Production and Characterization of Xylanase from Aspergillus parasiticus URM 5963 Isolated from Soil of Caatinga

Abstract

Filamentous fungi, Aspergillus parasiticus URM 5963 was biochemically selected among different species of Aspergillus, for xylanase production. The enzyme activity and specific activity of partially purified xylanase from Aspergillus parasiticus URM 5963 was 1,116 IU/ml and 6,245 IU/mL, respectively.

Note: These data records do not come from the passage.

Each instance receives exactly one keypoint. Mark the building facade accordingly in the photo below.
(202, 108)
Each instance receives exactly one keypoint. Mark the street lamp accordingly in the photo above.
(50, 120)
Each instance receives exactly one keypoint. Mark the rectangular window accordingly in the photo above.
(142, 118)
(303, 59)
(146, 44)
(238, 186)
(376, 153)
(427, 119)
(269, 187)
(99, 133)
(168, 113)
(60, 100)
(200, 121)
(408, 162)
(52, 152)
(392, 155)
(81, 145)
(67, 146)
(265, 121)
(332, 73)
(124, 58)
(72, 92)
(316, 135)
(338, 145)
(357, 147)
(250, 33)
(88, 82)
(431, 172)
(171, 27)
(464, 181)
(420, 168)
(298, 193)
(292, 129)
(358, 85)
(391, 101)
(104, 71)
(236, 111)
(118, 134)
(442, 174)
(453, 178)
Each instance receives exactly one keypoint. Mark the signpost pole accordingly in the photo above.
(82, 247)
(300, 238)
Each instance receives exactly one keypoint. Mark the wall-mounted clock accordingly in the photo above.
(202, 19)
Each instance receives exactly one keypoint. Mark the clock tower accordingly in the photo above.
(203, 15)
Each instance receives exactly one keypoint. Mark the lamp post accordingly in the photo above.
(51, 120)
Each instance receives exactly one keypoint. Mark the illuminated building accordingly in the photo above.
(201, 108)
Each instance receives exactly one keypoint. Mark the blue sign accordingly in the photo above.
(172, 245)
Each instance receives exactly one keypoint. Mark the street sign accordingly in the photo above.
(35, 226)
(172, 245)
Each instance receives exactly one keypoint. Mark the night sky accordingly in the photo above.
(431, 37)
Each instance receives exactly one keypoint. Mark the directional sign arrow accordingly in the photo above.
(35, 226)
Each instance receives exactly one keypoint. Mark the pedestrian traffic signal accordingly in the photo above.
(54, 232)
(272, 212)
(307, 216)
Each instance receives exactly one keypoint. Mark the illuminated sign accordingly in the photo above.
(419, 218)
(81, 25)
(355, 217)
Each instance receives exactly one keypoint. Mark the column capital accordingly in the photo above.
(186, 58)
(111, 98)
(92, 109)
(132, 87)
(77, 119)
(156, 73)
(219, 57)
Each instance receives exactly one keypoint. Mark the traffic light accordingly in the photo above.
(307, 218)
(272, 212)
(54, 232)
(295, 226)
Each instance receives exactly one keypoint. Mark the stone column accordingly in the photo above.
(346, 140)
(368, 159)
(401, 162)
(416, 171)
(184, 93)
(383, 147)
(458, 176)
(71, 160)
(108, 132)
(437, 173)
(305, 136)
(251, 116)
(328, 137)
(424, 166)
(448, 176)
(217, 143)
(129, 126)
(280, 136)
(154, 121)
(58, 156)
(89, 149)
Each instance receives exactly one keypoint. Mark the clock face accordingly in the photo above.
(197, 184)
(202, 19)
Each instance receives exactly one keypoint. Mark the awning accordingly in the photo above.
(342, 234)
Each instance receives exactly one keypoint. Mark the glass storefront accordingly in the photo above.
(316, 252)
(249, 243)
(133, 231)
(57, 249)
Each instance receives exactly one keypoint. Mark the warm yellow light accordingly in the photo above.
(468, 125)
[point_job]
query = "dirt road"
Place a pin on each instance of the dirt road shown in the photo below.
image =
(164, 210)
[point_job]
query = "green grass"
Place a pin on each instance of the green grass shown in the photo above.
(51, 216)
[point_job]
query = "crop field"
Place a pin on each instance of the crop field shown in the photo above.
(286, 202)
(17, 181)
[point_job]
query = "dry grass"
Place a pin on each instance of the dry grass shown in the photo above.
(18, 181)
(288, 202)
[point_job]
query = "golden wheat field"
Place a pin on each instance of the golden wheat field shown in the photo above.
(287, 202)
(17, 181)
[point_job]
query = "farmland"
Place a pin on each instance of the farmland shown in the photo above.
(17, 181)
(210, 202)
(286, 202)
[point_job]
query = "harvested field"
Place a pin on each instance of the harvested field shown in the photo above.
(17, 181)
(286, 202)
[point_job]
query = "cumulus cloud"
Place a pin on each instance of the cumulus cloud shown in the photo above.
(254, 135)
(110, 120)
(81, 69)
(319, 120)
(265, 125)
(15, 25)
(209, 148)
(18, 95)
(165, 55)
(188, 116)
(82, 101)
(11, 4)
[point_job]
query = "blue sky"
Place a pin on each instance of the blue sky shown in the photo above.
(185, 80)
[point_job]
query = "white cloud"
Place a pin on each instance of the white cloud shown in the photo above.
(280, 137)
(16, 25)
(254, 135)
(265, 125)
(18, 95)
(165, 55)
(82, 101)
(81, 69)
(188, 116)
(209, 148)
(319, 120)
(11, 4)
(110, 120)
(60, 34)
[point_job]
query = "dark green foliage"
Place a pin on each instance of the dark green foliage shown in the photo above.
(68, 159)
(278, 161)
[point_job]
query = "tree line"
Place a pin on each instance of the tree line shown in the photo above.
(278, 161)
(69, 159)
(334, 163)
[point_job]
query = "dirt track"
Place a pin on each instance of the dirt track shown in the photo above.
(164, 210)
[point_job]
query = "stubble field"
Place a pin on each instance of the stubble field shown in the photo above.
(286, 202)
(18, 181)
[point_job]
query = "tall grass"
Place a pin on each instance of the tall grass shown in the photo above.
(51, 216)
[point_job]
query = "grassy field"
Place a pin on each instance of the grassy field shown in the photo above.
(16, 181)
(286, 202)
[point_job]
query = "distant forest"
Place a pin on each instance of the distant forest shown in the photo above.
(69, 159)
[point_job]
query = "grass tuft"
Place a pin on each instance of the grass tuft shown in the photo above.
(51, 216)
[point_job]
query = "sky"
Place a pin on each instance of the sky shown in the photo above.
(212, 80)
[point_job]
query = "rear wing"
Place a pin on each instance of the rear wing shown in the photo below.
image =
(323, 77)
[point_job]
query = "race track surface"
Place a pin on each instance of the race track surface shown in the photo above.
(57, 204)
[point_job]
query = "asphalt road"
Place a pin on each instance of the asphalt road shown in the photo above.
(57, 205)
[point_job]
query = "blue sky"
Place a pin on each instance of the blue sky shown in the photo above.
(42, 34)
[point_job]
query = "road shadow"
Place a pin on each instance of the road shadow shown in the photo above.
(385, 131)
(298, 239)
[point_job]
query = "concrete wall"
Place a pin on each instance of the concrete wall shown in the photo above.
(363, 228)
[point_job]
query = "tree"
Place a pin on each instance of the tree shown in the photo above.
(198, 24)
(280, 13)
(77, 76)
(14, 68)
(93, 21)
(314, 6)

Temperature and optimum pH for xylanase were found to be 50°C and 5.5, respectively. Of the many reported applications for xylanase, its use as a food supplement has played an important role for monogastric animals, because it can improve the utilisation of nutrients. In this work an effort has been made in order to increase available knowledge about a xylanase produced by submerged cultivation from Aspergillus parasiticus URM 5963 and partial characterization

Keywords

Submerged cultivation; Filamentous fungi; Characterization; Xylanase; Caatinga

Introduction

Xylan, comprises of a homopolymeric backbone of β - 1,4 linked D-xylopyranose units and short chain branches of 0-acetyl,alfa-L- arabinofuranosyl, and alfa-D-glucuronyl residues. Due to its complex structure synergystic actions and interaction between many enzymes is required for its complete breakdown but endo-β-1,4-xylanase (-1,4-endoxylanases (1,4-β-D-xylan xylo-hydrolase, EC 3.2.1.8) serves the most important role in depolymeratation of xylan backbone [1,2]. Xylanase have gathered remarkable attention globally due to their unmatched role in modification of cereal-based food stuffs, bioleaching, bread baking [3,4]. Another rapidly emergency thrust is its use as a feed additive for monogastrics like poultry and pigs [5-7]. Thus increasing feed conversion, body weight gain and the yield of production [8,9]. Xylanases are produced by algae, protozoa, mollusks, crustaceans, insects, the seeds of terrestrial plants, bacteria and many fungal species belonging to the genus Aspergillus, are commonly found in nature [10]. However, the xylanase enzymes of filamentous fungi are potentially interesting for industrial use because they are produced in greater amounts compared to those of yeast and bacteria [11]; in addition, the use of filamentous fungi has many advantages, because these are recognized as "generally safe" and considered an excellent source of extracellular enzymes, mainly due to its high biochemical diversity [12]. These fungi can be isolated from natural resources such as soil, water, plants, among others, of different biomes, such as the Caatinga, which is exclusively Brazilian biome, little explored, and so with great biotechnological potential to be discovered.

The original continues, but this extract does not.